Wednesday, November 16, 2011

Retreat Centerpieces

As I mentioned in my last post, I was on the Hospitality Committee for my quilt guild's annual retreat, so it fell to me to make the centerpieces for the dining room. The theme this year was SEW HOT...hmmm.

I didn't want to go with the expected hot chili peppers or 'south of the border'- type imagery, but also didn't think using candles with actual flames was a good idea either. The idea that kept coming into my mind over and over was that of flaming pincushions. Eventually, I decided to go with that.

To begin, I needed a pattern. I went to WILD THINGS, a free pattern-drafting program by Wild Ginger for making accessories. I chose the crown of the BASEBALL HAT pattern to make my tomatoes, drafting the pattern over and over with various measurements until I finally got one that seemed like the right size. I sewed about 6 or 7 prototypes in a stash fabric before I was satisfied with the size and shape. Then I went to the red satin.


I began sewing the sections together, but soon decided I should add sewn eyelets to the sections before sewing them all together. That way, I could insert giant pins into the pincushion without causing the red satin to run or pull. I just used a piece of paper napkin as a stablizer under the fabric as I sewed the eyelets...it pulled right off.

Once the tomatoes were sewn together, they needed a base. So I went out to the garage resource center and pulled out some 1/2" plywood and began cutting. Using the circular saw, I first cut strips, then cross-cut them into squares.
I had used a ruler to draw lines plus a template to draw circles onto the plywood, so I would know where to cut.

Next I took the squares of wood to the band saw and cut the circles free-hand. Precision wasn't totally necessary here!

Back in the sewing room, I pushed a plywood circle into the bottom opening of each stuffed tomato and used an electric staple gun to secure the fabric to the wooden base....like doing upholstery work!

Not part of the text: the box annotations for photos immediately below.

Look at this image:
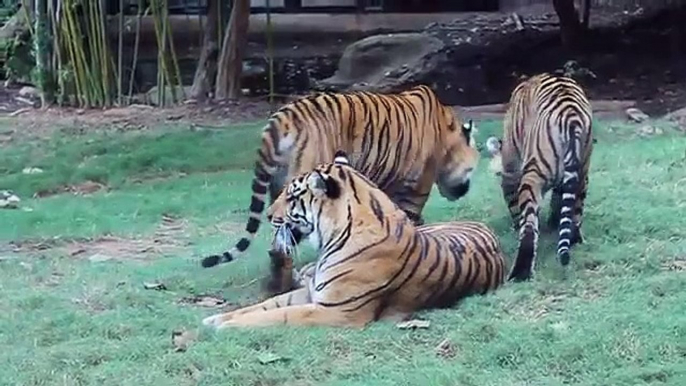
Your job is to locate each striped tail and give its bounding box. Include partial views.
[202,118,281,268]
[557,122,581,266]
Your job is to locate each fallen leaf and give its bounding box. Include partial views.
[143,282,167,291]
[172,330,198,352]
[436,339,457,358]
[396,319,431,330]
[257,353,288,365]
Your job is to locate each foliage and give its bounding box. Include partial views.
[0,122,686,386]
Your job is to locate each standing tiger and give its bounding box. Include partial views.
[203,152,505,328]
[498,74,593,281]
[202,86,479,293]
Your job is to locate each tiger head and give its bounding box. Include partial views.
[277,151,405,253]
[436,107,479,201]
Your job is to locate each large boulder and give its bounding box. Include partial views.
[318,33,445,91]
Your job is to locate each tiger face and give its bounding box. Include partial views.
[280,157,348,249]
[436,107,479,201]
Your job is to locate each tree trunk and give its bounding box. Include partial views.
[190,0,220,99]
[553,0,583,49]
[581,0,591,31]
[215,0,250,99]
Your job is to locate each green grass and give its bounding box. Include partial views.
[0,118,686,386]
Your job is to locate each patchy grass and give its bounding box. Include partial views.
[0,122,686,386]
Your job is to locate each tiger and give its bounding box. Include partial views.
[488,73,594,281]
[202,85,479,294]
[202,151,506,329]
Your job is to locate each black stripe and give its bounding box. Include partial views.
[245,217,260,233]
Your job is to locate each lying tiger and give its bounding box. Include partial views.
[202,86,479,294]
[203,152,505,328]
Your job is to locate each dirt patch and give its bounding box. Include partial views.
[33,181,109,198]
[0,98,276,145]
[9,216,190,262]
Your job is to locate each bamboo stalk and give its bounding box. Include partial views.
[129,0,150,100]
[164,0,186,103]
[117,0,124,106]
[266,0,274,107]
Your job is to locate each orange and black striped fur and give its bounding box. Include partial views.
[203,153,505,328]
[501,74,593,281]
[202,86,479,293]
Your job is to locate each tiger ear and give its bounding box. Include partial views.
[462,119,474,135]
[486,137,503,157]
[307,172,341,200]
[333,150,350,165]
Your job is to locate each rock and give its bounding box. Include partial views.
[21,167,43,174]
[625,107,650,123]
[19,86,40,98]
[172,330,198,352]
[88,253,113,263]
[636,125,664,137]
[318,33,444,90]
[664,107,686,132]
[145,86,191,106]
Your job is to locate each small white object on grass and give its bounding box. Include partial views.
[0,190,21,209]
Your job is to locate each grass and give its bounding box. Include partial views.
[0,121,686,386]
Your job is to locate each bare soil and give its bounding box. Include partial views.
[5,216,190,262]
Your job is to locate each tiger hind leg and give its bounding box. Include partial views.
[202,288,311,327]
[508,171,542,281]
[572,175,588,245]
[546,187,562,230]
[500,168,521,230]
[217,304,373,329]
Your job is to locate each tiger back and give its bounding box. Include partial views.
[204,153,505,328]
[500,73,593,281]
[202,86,479,293]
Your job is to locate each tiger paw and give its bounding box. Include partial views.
[263,250,293,296]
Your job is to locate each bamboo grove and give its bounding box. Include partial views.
[21,0,185,107]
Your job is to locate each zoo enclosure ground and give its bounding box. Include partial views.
[0,115,686,386]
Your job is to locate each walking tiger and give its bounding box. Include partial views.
[202,86,479,293]
[489,73,593,281]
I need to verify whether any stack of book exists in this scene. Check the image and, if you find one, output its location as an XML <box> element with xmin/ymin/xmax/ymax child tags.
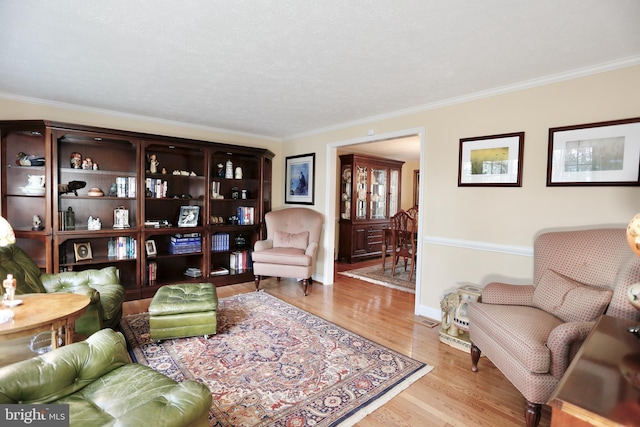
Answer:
<box><xmin>107</xmin><ymin>236</ymin><xmax>138</xmax><ymax>259</ymax></box>
<box><xmin>116</xmin><ymin>176</ymin><xmax>136</xmax><ymax>197</ymax></box>
<box><xmin>169</xmin><ymin>233</ymin><xmax>202</xmax><ymax>255</ymax></box>
<box><xmin>145</xmin><ymin>178</ymin><xmax>169</xmax><ymax>199</ymax></box>
<box><xmin>211</xmin><ymin>233</ymin><xmax>229</xmax><ymax>252</ymax></box>
<box><xmin>184</xmin><ymin>267</ymin><xmax>202</xmax><ymax>277</ymax></box>
<box><xmin>147</xmin><ymin>261</ymin><xmax>158</xmax><ymax>286</ymax></box>
<box><xmin>237</xmin><ymin>206</ymin><xmax>255</xmax><ymax>225</ymax></box>
<box><xmin>229</xmin><ymin>250</ymin><xmax>253</xmax><ymax>274</ymax></box>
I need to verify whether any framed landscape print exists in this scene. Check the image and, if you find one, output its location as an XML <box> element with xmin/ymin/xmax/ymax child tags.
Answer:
<box><xmin>458</xmin><ymin>132</ymin><xmax>524</xmax><ymax>187</ymax></box>
<box><xmin>284</xmin><ymin>153</ymin><xmax>316</xmax><ymax>205</ymax></box>
<box><xmin>547</xmin><ymin>117</ymin><xmax>640</xmax><ymax>186</ymax></box>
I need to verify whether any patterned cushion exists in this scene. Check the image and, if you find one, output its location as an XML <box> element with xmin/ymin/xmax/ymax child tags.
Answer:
<box><xmin>273</xmin><ymin>230</ymin><xmax>309</xmax><ymax>251</ymax></box>
<box><xmin>533</xmin><ymin>270</ymin><xmax>613</xmax><ymax>322</ymax></box>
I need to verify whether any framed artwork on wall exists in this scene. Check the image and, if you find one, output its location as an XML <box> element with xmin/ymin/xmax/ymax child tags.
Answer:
<box><xmin>547</xmin><ymin>117</ymin><xmax>640</xmax><ymax>186</ymax></box>
<box><xmin>284</xmin><ymin>153</ymin><xmax>316</xmax><ymax>205</ymax></box>
<box><xmin>458</xmin><ymin>132</ymin><xmax>524</xmax><ymax>187</ymax></box>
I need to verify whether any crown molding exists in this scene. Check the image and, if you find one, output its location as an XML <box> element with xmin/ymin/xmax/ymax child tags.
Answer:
<box><xmin>0</xmin><ymin>92</ymin><xmax>282</xmax><ymax>142</ymax></box>
<box><xmin>283</xmin><ymin>56</ymin><xmax>640</xmax><ymax>141</ymax></box>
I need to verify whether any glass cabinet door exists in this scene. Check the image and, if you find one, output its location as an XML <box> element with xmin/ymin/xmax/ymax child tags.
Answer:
<box><xmin>340</xmin><ymin>165</ymin><xmax>351</xmax><ymax>219</ymax></box>
<box><xmin>370</xmin><ymin>168</ymin><xmax>388</xmax><ymax>219</ymax></box>
<box><xmin>355</xmin><ymin>165</ymin><xmax>368</xmax><ymax>219</ymax></box>
<box><xmin>389</xmin><ymin>169</ymin><xmax>400</xmax><ymax>217</ymax></box>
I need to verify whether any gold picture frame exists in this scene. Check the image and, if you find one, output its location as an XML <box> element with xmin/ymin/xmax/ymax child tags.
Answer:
<box><xmin>73</xmin><ymin>242</ymin><xmax>93</xmax><ymax>262</ymax></box>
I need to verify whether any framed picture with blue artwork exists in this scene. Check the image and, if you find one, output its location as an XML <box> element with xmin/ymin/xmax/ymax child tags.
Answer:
<box><xmin>284</xmin><ymin>153</ymin><xmax>316</xmax><ymax>205</ymax></box>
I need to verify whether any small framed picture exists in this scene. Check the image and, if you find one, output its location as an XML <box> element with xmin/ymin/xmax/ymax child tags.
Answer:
<box><xmin>144</xmin><ymin>240</ymin><xmax>158</xmax><ymax>257</ymax></box>
<box><xmin>547</xmin><ymin>117</ymin><xmax>640</xmax><ymax>187</ymax></box>
<box><xmin>284</xmin><ymin>153</ymin><xmax>316</xmax><ymax>205</ymax></box>
<box><xmin>73</xmin><ymin>242</ymin><xmax>93</xmax><ymax>262</ymax></box>
<box><xmin>458</xmin><ymin>132</ymin><xmax>524</xmax><ymax>187</ymax></box>
<box><xmin>178</xmin><ymin>206</ymin><xmax>200</xmax><ymax>227</ymax></box>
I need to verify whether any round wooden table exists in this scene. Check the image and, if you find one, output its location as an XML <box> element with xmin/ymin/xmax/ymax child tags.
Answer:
<box><xmin>0</xmin><ymin>293</ymin><xmax>90</xmax><ymax>349</ymax></box>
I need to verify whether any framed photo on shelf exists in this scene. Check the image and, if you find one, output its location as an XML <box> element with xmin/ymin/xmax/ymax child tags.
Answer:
<box><xmin>178</xmin><ymin>206</ymin><xmax>200</xmax><ymax>227</ymax></box>
<box><xmin>73</xmin><ymin>242</ymin><xmax>93</xmax><ymax>262</ymax></box>
<box><xmin>284</xmin><ymin>153</ymin><xmax>316</xmax><ymax>205</ymax></box>
<box><xmin>144</xmin><ymin>240</ymin><xmax>158</xmax><ymax>257</ymax></box>
<box><xmin>547</xmin><ymin>117</ymin><xmax>640</xmax><ymax>187</ymax></box>
<box><xmin>458</xmin><ymin>132</ymin><xmax>524</xmax><ymax>187</ymax></box>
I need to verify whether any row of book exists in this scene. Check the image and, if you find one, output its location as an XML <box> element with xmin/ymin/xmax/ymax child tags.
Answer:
<box><xmin>116</xmin><ymin>176</ymin><xmax>136</xmax><ymax>197</ymax></box>
<box><xmin>211</xmin><ymin>233</ymin><xmax>229</xmax><ymax>252</ymax></box>
<box><xmin>237</xmin><ymin>206</ymin><xmax>255</xmax><ymax>225</ymax></box>
<box><xmin>107</xmin><ymin>236</ymin><xmax>138</xmax><ymax>259</ymax></box>
<box><xmin>145</xmin><ymin>178</ymin><xmax>169</xmax><ymax>199</ymax></box>
<box><xmin>169</xmin><ymin>233</ymin><xmax>202</xmax><ymax>255</ymax></box>
<box><xmin>229</xmin><ymin>250</ymin><xmax>253</xmax><ymax>274</ymax></box>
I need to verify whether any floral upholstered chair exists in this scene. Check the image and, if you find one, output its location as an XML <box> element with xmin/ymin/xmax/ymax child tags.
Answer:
<box><xmin>251</xmin><ymin>208</ymin><xmax>323</xmax><ymax>296</ymax></box>
<box><xmin>468</xmin><ymin>229</ymin><xmax>640</xmax><ymax>426</ymax></box>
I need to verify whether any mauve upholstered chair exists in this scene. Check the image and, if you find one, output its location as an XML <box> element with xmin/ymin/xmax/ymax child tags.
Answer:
<box><xmin>468</xmin><ymin>228</ymin><xmax>640</xmax><ymax>426</ymax></box>
<box><xmin>251</xmin><ymin>208</ymin><xmax>323</xmax><ymax>296</ymax></box>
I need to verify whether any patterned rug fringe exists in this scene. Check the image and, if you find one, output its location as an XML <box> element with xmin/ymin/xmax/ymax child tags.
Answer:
<box><xmin>121</xmin><ymin>292</ymin><xmax>433</xmax><ymax>427</ymax></box>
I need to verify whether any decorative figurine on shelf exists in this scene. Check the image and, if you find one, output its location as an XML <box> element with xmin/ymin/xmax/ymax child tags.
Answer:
<box><xmin>149</xmin><ymin>154</ymin><xmax>160</xmax><ymax>173</ymax></box>
<box><xmin>107</xmin><ymin>182</ymin><xmax>118</xmax><ymax>197</ymax></box>
<box><xmin>87</xmin><ymin>216</ymin><xmax>102</xmax><ymax>230</ymax></box>
<box><xmin>31</xmin><ymin>215</ymin><xmax>44</xmax><ymax>231</ymax></box>
<box><xmin>64</xmin><ymin>206</ymin><xmax>76</xmax><ymax>230</ymax></box>
<box><xmin>58</xmin><ymin>181</ymin><xmax>87</xmax><ymax>196</ymax></box>
<box><xmin>69</xmin><ymin>151</ymin><xmax>82</xmax><ymax>169</ymax></box>
<box><xmin>224</xmin><ymin>159</ymin><xmax>233</xmax><ymax>179</ymax></box>
<box><xmin>16</xmin><ymin>151</ymin><xmax>44</xmax><ymax>166</ymax></box>
<box><xmin>82</xmin><ymin>157</ymin><xmax>93</xmax><ymax>170</ymax></box>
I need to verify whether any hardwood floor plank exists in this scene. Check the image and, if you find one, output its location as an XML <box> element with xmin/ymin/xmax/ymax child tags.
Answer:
<box><xmin>124</xmin><ymin>260</ymin><xmax>551</xmax><ymax>427</ymax></box>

Here you can see the stuffed tomatoes. The pattern I used is there in front, as well as some of the ideas I was working on for embellishment.

Once the tomatoes were stuffed and stapled, I used the green yarn to wrap around them, like a real tomato pincushion. The little 'blossom end' was cut from green felt.

I bought some plastic skulls at Michael's...it was before Halloween...and I used craft paint to paint flames in their eye sockets. You can see the difference here...before and after flames.

While this seemed like it would be easy, it was more difficult that I thought! I had to use a tiny paintbrush with very few bristles! I also had to keep reminding myself that precision wasn't necessary...these were for a centerpiece that might end up in someone's garbage!

These tomato pincushions needed LARGE pins. I used some bamboo skewers and spray painted them with chrome paint. Since I wanted to put balls on top, I grabbedt a variety-pack of Sculpy clay from my stash and began mixing colors to make the balls. As each one was formed, I pushed a painted skewer into it and stood it up in a thread spool to allow the clay to dry.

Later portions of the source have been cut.